Der US-Präsident erklärte, dass die Gewaltkriminalität in den USA zurückgegangen sei. Morde in Großstädten seien um sechs Prozent zurückgegangen, so Trump, ohne eine Vergleichszeitraum zu nennen. 30 Bundesstaaten hätten inzwischen erlaubt, dass Lehrer im Klassenzimmer Schusswaffen tragen - ein Forderung von Trump nach dem Schul-Attentat in Parkland (Florida) mit 17 Toten.

25. April: Joe Biden will bei Wahl 2020 gegen Trump antreten

Der frühere US-Vizepräsident Joe Biden will für die Demokraten bei der Präsidentschaftswahl 2020 antreten. Das kündigte der 76-Jährige auf Twitter an. Mit ihm gibt es nun insgesamt 20 demokratische Präsidentschaftsbewerber. Dabei beginnen die parteiinternen Vorwahlen bei den Demokraten erst im kommenden Jahr. Biden gehört zu den bekanntesten Kandidaten seiner Partei: Von 2009 bis 2017 war er Stellvertreter des damaligen US-Präsidenten Barack Obama.

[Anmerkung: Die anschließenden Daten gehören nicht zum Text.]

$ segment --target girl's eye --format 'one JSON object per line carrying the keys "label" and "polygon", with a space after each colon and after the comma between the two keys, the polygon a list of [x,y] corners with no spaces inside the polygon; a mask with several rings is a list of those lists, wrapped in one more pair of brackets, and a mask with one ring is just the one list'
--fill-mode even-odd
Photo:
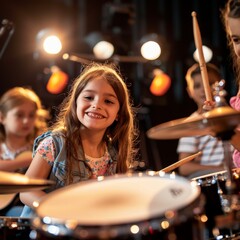
{"label": "girl's eye", "polygon": [[111,100],[108,100],[108,99],[106,99],[106,100],[105,100],[105,102],[106,102],[107,104],[114,104],[114,102],[113,102],[113,101],[111,101]]}
{"label": "girl's eye", "polygon": [[91,96],[85,96],[84,98],[87,99],[87,100],[92,100],[93,99],[93,97],[91,97]]}
{"label": "girl's eye", "polygon": [[200,84],[194,84],[194,86],[193,86],[194,89],[198,89],[198,88],[200,88],[200,87],[201,87]]}

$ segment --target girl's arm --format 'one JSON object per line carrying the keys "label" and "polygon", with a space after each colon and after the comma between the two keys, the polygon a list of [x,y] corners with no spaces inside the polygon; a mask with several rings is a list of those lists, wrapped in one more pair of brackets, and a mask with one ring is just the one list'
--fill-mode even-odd
{"label": "girl's arm", "polygon": [[[25,175],[28,176],[30,179],[31,178],[47,179],[50,171],[51,171],[51,166],[37,152]],[[32,191],[32,192],[22,192],[20,193],[20,200],[25,205],[28,205],[29,207],[33,207],[33,203],[35,201],[40,200],[45,195],[46,193],[42,190]]]}
{"label": "girl's arm", "polygon": [[[192,153],[180,153],[179,154],[179,159],[186,158],[188,156],[192,155]],[[179,173],[182,176],[188,176],[190,174],[193,174],[198,171],[204,171],[204,170],[213,170],[213,171],[222,171],[224,170],[223,165],[220,166],[206,166],[206,165],[201,165],[200,162],[197,161],[190,161],[182,166],[179,167]]]}
{"label": "girl's arm", "polygon": [[15,159],[0,160],[0,171],[15,172],[21,168],[27,168],[32,161],[32,152],[20,153]]}

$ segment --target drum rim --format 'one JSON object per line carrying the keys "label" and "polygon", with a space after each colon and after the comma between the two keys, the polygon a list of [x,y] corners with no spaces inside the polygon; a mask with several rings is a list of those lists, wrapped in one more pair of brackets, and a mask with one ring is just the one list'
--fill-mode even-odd
{"label": "drum rim", "polygon": [[[162,178],[167,178],[167,179],[175,179],[175,180],[180,180],[180,181],[184,181],[188,184],[191,184],[190,181],[184,177],[175,175],[173,177],[172,174],[167,174],[167,173],[160,173],[160,172],[154,172],[154,174],[151,173],[149,174],[148,172],[145,173],[131,173],[131,174],[119,174],[119,175],[115,175],[115,176],[109,176],[109,177],[105,177],[105,179],[107,180],[111,180],[111,179],[116,179],[116,178],[126,178],[126,177],[162,177]],[[91,182],[96,182],[96,180],[89,180],[88,182],[80,182],[77,183],[78,186],[82,185],[82,184],[91,184]],[[61,188],[58,191],[58,193],[60,192],[65,192],[67,191],[67,189],[71,189],[71,188],[75,188],[76,184],[67,186],[65,188]],[[175,217],[172,218],[170,226],[176,225],[177,222],[179,221],[183,221],[183,218],[186,218],[189,216],[193,216],[193,208],[198,207],[199,208],[199,212],[203,210],[203,205],[204,203],[202,203],[202,199],[201,199],[201,190],[199,186],[195,186],[195,189],[197,191],[196,197],[190,202],[190,203],[186,203],[183,207],[179,208],[179,209],[173,209],[172,211],[175,214]],[[56,193],[56,191],[53,192],[53,194]],[[51,194],[51,193],[50,193]],[[201,200],[200,200],[201,199]],[[40,205],[43,204],[45,201],[47,201],[47,199],[43,199],[40,202]],[[199,205],[199,203],[202,203]],[[130,225],[134,225],[134,224],[138,224],[141,226],[142,229],[146,228],[146,222],[151,223],[150,225],[154,225],[154,223],[156,222],[163,222],[163,221],[167,221],[169,219],[167,219],[166,216],[157,216],[157,217],[153,217],[151,219],[145,219],[145,220],[139,220],[139,221],[133,221],[133,222],[127,222],[127,223],[119,223],[119,224],[111,224],[110,227],[109,225],[84,225],[78,222],[78,220],[62,220],[62,219],[56,219],[56,218],[51,218],[50,217],[50,223],[45,223],[44,222],[44,216],[41,216],[41,214],[39,214],[38,212],[38,207],[35,209],[35,213],[36,213],[36,217],[33,219],[32,224],[33,227],[36,228],[37,230],[40,230],[44,233],[46,233],[46,229],[50,226],[50,225],[54,225],[55,227],[58,227],[60,229],[60,231],[62,231],[62,235],[66,236],[69,234],[75,234],[77,236],[79,236],[79,234],[81,235],[81,231],[88,231],[90,234],[90,232],[105,232],[105,234],[110,234],[109,231],[112,232],[117,232],[119,229],[123,228],[129,228]],[[183,214],[184,213],[184,214]],[[187,219],[186,219],[187,220]],[[81,224],[81,226],[79,226],[79,224]],[[158,223],[157,226],[158,228],[161,226],[159,226],[160,224]],[[149,226],[148,226],[149,227]],[[82,236],[81,236],[82,237]]]}

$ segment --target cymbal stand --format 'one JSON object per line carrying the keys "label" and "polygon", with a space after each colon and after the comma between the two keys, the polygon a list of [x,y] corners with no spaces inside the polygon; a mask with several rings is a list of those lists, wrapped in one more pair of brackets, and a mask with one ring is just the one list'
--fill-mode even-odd
{"label": "cymbal stand", "polygon": [[[221,80],[218,83],[215,83],[213,87],[213,94],[215,100],[215,107],[228,106],[225,101],[224,96],[226,95],[226,91],[224,90],[225,81]],[[236,126],[237,127],[237,126]],[[231,222],[231,231],[235,228],[239,229],[240,224],[240,197],[236,185],[236,181],[233,178],[233,162],[232,162],[232,146],[230,140],[232,136],[235,134],[234,128],[229,129],[227,131],[222,131],[216,133],[216,137],[222,140],[223,149],[224,149],[224,168],[227,171],[227,178],[225,182],[225,191],[220,190],[221,195],[221,204],[222,210],[225,214],[231,214],[232,222]]]}

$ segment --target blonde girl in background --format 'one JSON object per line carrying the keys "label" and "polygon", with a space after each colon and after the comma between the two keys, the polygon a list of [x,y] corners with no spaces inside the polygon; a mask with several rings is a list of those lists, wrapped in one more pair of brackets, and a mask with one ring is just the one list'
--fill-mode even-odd
{"label": "blonde girl in background", "polygon": [[[23,87],[14,87],[0,98],[0,171],[25,173],[32,161],[34,139],[47,128],[48,112],[42,108],[37,94]],[[0,196],[1,197],[1,196]],[[13,196],[12,196],[13,197]],[[1,215],[15,204],[3,199]],[[18,197],[16,199],[18,202]],[[6,199],[5,199],[6,201]],[[11,204],[10,204],[11,203]],[[4,210],[3,210],[4,206]]]}

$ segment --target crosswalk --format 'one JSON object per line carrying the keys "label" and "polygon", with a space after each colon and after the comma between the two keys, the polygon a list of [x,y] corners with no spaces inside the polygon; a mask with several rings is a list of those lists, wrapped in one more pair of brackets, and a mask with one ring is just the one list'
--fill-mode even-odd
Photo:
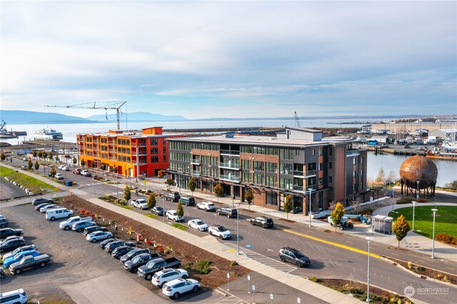
{"label": "crosswalk", "polygon": [[[230,250],[238,250],[238,246],[235,244],[232,244],[231,243],[224,243],[224,245],[225,245]],[[256,252],[243,248],[242,247],[240,247],[240,253],[242,253],[246,256],[255,261],[277,269],[278,270],[283,271],[285,273],[288,273],[297,269],[296,267],[293,266],[291,264],[281,262],[279,260],[275,260],[273,258],[268,258],[268,256],[265,256],[263,255],[257,253]]]}

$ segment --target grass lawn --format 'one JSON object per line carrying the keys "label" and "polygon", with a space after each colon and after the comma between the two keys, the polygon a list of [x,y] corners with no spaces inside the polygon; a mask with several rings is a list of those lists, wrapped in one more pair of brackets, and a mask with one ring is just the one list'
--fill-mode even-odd
{"label": "grass lawn", "polygon": [[[416,207],[414,215],[414,229],[417,233],[431,238],[433,226],[433,206],[419,206]],[[435,218],[435,235],[446,233],[457,237],[457,206],[438,206]],[[396,213],[395,211],[398,212]],[[393,221],[403,214],[413,228],[413,207],[396,209],[388,213]],[[417,231],[420,230],[421,231]]]}
{"label": "grass lawn", "polygon": [[14,181],[19,185],[24,186],[34,193],[39,193],[41,189],[45,188],[51,189],[52,191],[56,190],[54,186],[41,181],[1,166],[0,166],[0,176],[1,176],[2,183],[7,183],[6,181],[4,181],[3,178],[4,178],[5,176],[8,176],[11,181]]}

Monatelang war über eine Kandidatur Bidens spekuliert worden. Er selbst heizte die Spekulationen durch verschiedene Aussagen regelmäßig weiter an, ohne sich aber festzulegen. Biden steigt nun vergleichsweise spät in das interne Rennen seiner Partei ein.

25. April: CNN: Deutsche Bank händigt Finanzunterlagen Trumps an Behörden aus

Die Deutsche Bank übergibt einem US-Medienbericht zufolge Finanzunterlagen von US-Präsident Donald Trump an die Ermittlungsbehörden in New York. Das Geldinstitut habe auf Anfrage keine Angaben zu der Sache gemacht, berichtete der Sender CNN am Mittwoch. Die Deutsche Bank hatte aber bereits zuvor im Grundsatz erklärt: "Wir bekennen uns zur Kooperation mit autorisierten Ermittlungen." Auch die Staatsanwaltschaft in New York kommentierte den Sachverhalt auf Anfrage nicht. 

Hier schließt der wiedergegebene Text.